Any negative thoughts you have – when you are irritated by being stuck in a traffic jam, by co-workers that gossip behind your back, being upset about procrastinating – can be said to crowding your mind causing your focus to be weak and wander easily. Quietening the mind reduces stress and strengthens your focus.
Some meditation traditions ask you to reduce all of your attention to sensory input – seeing, hearing and touching, so that you can focus on what it is that observes this sensory input. The part of you that is constantly judging, comparing and measuring everything that you come into contact with.
If you start thinking of contorted Yoga positions as being necessary for meditation then you are not quite correct. Most meditation practices just require you to sit in what is for you the most comfortable position. The only reason that sitting cross-legged is seen to be the way to meditate is because many meditation traditions come from cultures where chairs are not commonly used. If you wish you can even lie down to meditate as long as you are well rested so that you do not accidentally fall asleep.
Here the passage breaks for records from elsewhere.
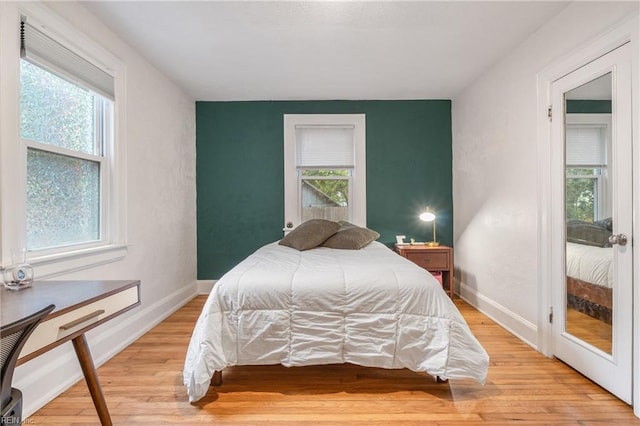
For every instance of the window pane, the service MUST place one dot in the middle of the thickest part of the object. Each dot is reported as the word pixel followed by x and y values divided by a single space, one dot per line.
pixel 55 111
pixel 63 200
pixel 325 197
pixel 581 198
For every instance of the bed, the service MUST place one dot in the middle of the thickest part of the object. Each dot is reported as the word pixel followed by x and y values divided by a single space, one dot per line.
pixel 325 305
pixel 590 280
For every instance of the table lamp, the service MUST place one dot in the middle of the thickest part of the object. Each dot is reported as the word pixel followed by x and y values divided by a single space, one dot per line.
pixel 429 216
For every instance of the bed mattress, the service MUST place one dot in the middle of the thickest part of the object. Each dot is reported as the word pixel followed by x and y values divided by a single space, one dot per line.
pixel 369 307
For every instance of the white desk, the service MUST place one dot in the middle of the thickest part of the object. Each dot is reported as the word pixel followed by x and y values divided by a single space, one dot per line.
pixel 80 306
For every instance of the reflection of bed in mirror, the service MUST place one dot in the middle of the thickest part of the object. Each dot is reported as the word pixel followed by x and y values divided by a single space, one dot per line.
pixel 590 280
pixel 590 268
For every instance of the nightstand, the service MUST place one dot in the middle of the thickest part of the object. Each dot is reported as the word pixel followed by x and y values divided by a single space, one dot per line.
pixel 433 259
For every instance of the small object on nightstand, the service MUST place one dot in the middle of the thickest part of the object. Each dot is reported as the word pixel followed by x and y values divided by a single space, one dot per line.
pixel 435 259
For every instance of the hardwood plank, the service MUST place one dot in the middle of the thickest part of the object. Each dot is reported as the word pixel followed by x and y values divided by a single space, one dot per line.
pixel 143 385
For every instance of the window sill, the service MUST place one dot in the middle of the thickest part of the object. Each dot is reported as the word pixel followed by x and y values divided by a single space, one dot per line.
pixel 57 264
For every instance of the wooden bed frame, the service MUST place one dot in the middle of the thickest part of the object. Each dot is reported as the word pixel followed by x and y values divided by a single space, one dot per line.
pixel 590 299
pixel 216 379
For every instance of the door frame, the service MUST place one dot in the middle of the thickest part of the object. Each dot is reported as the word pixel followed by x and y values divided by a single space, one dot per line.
pixel 548 266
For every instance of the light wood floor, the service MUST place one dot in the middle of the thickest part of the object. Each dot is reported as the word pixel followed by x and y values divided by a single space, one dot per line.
pixel 143 385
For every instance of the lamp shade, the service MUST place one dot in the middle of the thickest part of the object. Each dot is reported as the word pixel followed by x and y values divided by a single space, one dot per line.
pixel 428 215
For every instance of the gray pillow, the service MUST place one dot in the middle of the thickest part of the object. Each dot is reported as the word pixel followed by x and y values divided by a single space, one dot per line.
pixel 351 237
pixel 310 234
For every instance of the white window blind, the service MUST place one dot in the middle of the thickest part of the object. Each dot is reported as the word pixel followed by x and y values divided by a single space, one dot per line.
pixel 586 146
pixel 325 146
pixel 41 49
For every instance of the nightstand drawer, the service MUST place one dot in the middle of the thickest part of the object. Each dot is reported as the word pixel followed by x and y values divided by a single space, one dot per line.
pixel 430 260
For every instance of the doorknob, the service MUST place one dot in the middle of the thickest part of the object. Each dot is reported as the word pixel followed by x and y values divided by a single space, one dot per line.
pixel 619 239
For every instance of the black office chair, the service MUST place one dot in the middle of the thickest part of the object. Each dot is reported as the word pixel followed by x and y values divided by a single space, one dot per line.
pixel 12 338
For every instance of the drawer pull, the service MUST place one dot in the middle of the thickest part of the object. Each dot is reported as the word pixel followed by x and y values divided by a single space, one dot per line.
pixel 80 320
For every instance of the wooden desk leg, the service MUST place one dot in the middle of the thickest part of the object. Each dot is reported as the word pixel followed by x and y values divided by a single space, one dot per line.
pixel 90 375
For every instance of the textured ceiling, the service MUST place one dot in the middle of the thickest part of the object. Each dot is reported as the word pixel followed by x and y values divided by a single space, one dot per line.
pixel 293 50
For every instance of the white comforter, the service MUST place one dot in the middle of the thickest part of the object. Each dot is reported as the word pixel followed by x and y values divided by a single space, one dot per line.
pixel 591 264
pixel 369 307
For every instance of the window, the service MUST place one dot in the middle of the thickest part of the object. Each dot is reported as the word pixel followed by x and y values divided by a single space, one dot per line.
pixel 325 168
pixel 586 169
pixel 65 129
pixel 60 141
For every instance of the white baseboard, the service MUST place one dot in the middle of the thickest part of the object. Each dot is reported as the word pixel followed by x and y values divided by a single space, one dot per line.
pixel 523 329
pixel 205 286
pixel 47 376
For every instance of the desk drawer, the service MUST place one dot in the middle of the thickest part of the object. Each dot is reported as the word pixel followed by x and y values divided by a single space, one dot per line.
pixel 429 260
pixel 79 320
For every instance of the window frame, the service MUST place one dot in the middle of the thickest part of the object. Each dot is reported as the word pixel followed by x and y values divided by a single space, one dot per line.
pixel 13 151
pixel 602 121
pixel 293 179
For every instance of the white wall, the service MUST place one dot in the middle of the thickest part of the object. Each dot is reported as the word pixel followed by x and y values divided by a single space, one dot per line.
pixel 161 215
pixel 495 162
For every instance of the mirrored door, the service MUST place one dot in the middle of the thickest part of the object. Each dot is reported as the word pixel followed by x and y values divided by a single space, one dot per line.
pixel 591 132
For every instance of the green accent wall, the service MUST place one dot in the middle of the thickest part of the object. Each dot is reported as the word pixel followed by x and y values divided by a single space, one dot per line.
pixel 240 172
pixel 588 106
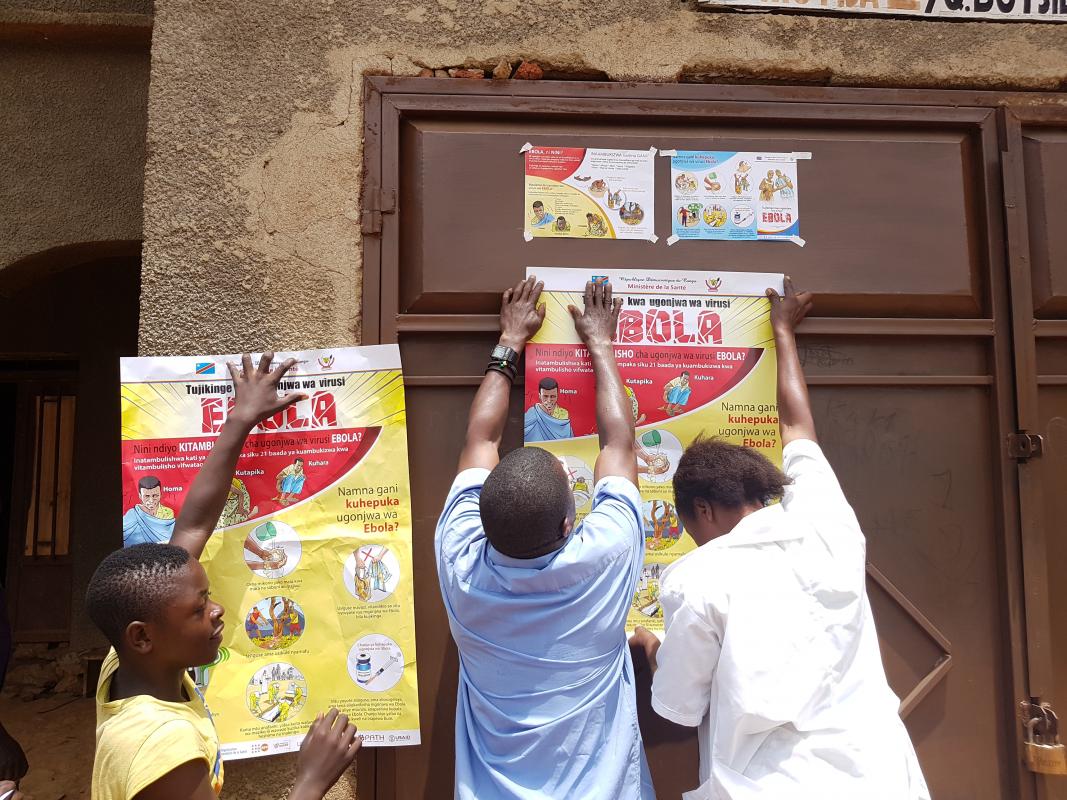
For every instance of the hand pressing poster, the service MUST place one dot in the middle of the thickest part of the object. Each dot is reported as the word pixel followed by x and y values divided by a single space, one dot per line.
pixel 697 357
pixel 312 557
pixel 588 193
pixel 735 195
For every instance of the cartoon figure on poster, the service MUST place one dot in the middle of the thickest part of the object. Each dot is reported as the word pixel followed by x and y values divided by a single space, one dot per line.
pixel 376 662
pixel 546 419
pixel 663 529
pixel 371 573
pixel 290 482
pixel 590 193
pixel 657 456
pixel 149 521
pixel 307 481
pixel 276 692
pixel 272 549
pixel 647 592
pixel 274 623
pixel 238 508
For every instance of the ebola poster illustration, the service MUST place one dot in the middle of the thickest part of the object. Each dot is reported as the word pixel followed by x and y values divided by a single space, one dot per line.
pixel 588 193
pixel 697 357
pixel 735 195
pixel 312 558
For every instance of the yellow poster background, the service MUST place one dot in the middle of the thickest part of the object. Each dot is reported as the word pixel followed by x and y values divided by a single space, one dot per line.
pixel 354 645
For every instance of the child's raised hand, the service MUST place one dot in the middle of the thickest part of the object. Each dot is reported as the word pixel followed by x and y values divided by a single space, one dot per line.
pixel 329 749
pixel 256 389
pixel 787 310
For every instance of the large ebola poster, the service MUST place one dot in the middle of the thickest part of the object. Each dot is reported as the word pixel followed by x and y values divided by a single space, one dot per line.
pixel 312 558
pixel 697 357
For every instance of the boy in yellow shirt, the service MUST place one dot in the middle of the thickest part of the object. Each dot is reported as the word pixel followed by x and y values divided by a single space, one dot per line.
pixel 155 737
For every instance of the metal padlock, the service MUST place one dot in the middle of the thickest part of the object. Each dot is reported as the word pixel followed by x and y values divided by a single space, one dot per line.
pixel 1045 752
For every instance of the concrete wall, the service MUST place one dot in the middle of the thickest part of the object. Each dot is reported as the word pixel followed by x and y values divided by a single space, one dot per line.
pixel 74 106
pixel 252 208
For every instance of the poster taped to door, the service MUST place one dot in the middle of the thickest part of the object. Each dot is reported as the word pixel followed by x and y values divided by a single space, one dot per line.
pixel 735 196
pixel 312 559
pixel 992 11
pixel 697 357
pixel 589 193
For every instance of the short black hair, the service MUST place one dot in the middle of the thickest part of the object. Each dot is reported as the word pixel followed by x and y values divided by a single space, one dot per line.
pixel 547 384
pixel 727 475
pixel 524 502
pixel 133 584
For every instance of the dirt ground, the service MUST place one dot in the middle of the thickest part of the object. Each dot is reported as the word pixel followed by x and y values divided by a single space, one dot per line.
pixel 57 733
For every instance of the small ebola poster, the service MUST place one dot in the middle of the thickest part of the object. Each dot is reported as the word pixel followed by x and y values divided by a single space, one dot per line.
pixel 588 193
pixel 312 558
pixel 697 357
pixel 735 195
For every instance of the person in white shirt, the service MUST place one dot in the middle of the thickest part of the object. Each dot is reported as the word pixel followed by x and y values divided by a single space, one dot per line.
pixel 769 646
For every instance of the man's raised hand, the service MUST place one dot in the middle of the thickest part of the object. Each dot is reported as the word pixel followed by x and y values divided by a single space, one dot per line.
pixel 256 389
pixel 521 316
pixel 789 310
pixel 596 324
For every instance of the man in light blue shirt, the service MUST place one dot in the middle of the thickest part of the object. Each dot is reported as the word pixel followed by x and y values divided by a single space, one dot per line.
pixel 538 607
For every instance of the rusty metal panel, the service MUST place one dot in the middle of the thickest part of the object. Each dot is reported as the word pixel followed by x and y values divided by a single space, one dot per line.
pixel 1045 152
pixel 911 358
pixel 1039 138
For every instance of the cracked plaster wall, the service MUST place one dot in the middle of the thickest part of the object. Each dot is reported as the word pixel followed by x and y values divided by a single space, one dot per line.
pixel 252 197
pixel 73 124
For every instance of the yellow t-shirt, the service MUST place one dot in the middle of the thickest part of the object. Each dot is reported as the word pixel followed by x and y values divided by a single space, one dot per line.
pixel 140 739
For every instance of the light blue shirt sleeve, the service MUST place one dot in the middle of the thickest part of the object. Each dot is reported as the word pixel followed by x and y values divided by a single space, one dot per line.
pixel 616 518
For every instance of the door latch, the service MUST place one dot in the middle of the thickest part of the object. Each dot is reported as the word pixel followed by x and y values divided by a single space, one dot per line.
pixel 1024 446
pixel 376 203
pixel 1044 751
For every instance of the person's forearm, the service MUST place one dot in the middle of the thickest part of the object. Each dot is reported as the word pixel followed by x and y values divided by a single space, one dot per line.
pixel 302 790
pixel 794 406
pixel 207 496
pixel 615 418
pixel 490 410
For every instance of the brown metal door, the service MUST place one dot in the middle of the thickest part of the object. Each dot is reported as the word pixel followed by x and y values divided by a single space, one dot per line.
pixel 910 360
pixel 1035 163
pixel 40 524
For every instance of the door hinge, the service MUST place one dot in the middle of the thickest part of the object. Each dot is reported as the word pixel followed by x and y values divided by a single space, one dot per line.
pixel 1024 446
pixel 376 203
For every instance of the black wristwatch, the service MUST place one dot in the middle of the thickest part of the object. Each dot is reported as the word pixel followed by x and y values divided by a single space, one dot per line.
pixel 504 360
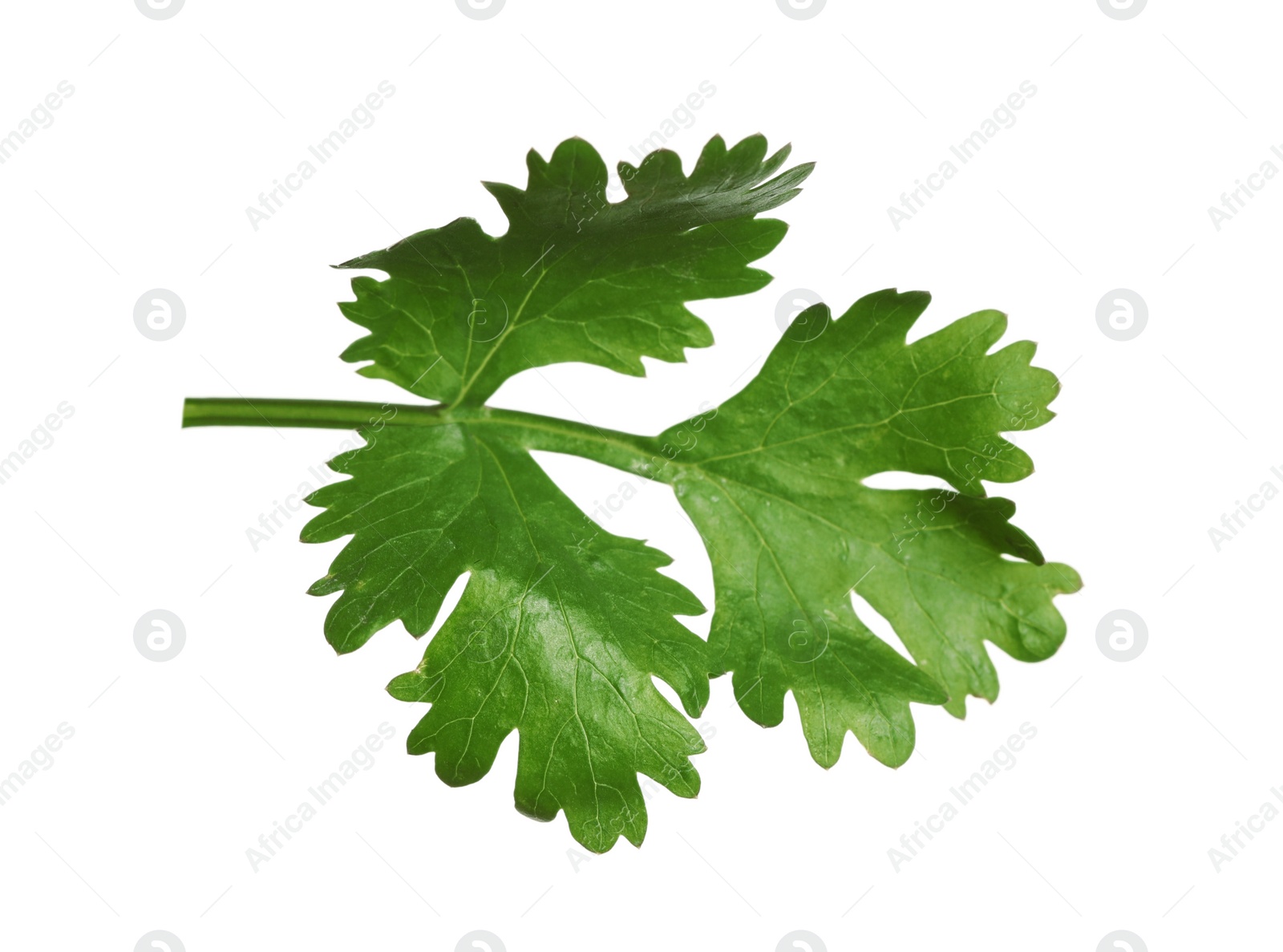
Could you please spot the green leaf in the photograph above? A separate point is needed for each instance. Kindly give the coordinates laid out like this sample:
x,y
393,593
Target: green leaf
x,y
774,481
577,276
557,634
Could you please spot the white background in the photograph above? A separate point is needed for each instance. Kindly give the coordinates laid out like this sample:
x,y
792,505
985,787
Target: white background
x,y
176,769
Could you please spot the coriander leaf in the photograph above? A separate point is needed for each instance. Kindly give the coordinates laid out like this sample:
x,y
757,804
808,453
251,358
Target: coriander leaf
x,y
774,483
577,276
557,634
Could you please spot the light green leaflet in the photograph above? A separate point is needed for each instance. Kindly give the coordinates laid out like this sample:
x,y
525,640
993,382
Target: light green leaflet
x,y
577,277
562,628
774,485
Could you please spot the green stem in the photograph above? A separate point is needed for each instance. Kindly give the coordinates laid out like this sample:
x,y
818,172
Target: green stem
x,y
642,456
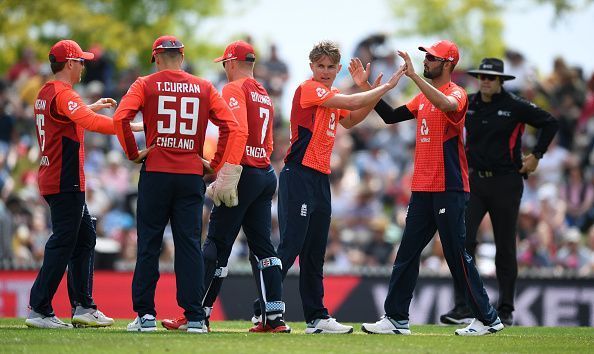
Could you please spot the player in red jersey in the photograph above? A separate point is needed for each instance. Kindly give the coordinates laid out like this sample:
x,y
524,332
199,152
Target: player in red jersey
x,y
254,111
439,191
176,108
304,187
61,119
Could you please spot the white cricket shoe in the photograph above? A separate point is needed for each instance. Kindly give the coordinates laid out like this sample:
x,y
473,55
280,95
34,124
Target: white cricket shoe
x,y
477,328
196,327
327,326
84,317
387,325
37,320
146,323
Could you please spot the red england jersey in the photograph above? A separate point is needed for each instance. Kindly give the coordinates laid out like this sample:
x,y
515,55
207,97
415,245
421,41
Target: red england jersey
x,y
252,107
61,118
440,159
313,127
176,107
The fact is that you can do certain kinds of meditation even while engaging in activities such as walking and jogging or while playing a musical instrument.
But for your first forays into meditation its best to start with a position that will allow you to relax and focus, easily. Whether sitting, standing or lying down, your back should be straight but not tense, make sure you are not slouching.
You should mediate somewhere as quiet as possible, such as your living room if there is no one around or your bedroom. You can use an exercise mat or cushion if you want to sit on the floor. It’s important for you to have silence around you so it’s a good idea to unplug or switch off your phone. You could light incense or nice smelling candles but be aware that the pleasant smell might distract you from what you are trying to focus on.
Once you are ready, choose something to focus on, maybe your belly as you are breathing, the sensation of air flowing in and out of your mouth or the sensation of you heart beating. Something that is continuous and repetitive. Remember it might be handy to set an alarm for the amount of time you want to meditate so that you don’t have your mind wondering how long you’ve been meditating.
If you only spend 5 to 10 minutes a day practicing this kind of meditation you will soon experience the psychological en physiological benefits. If you want you can make the use of resources like guided meditation MP3s or meditation courses to aid your learning.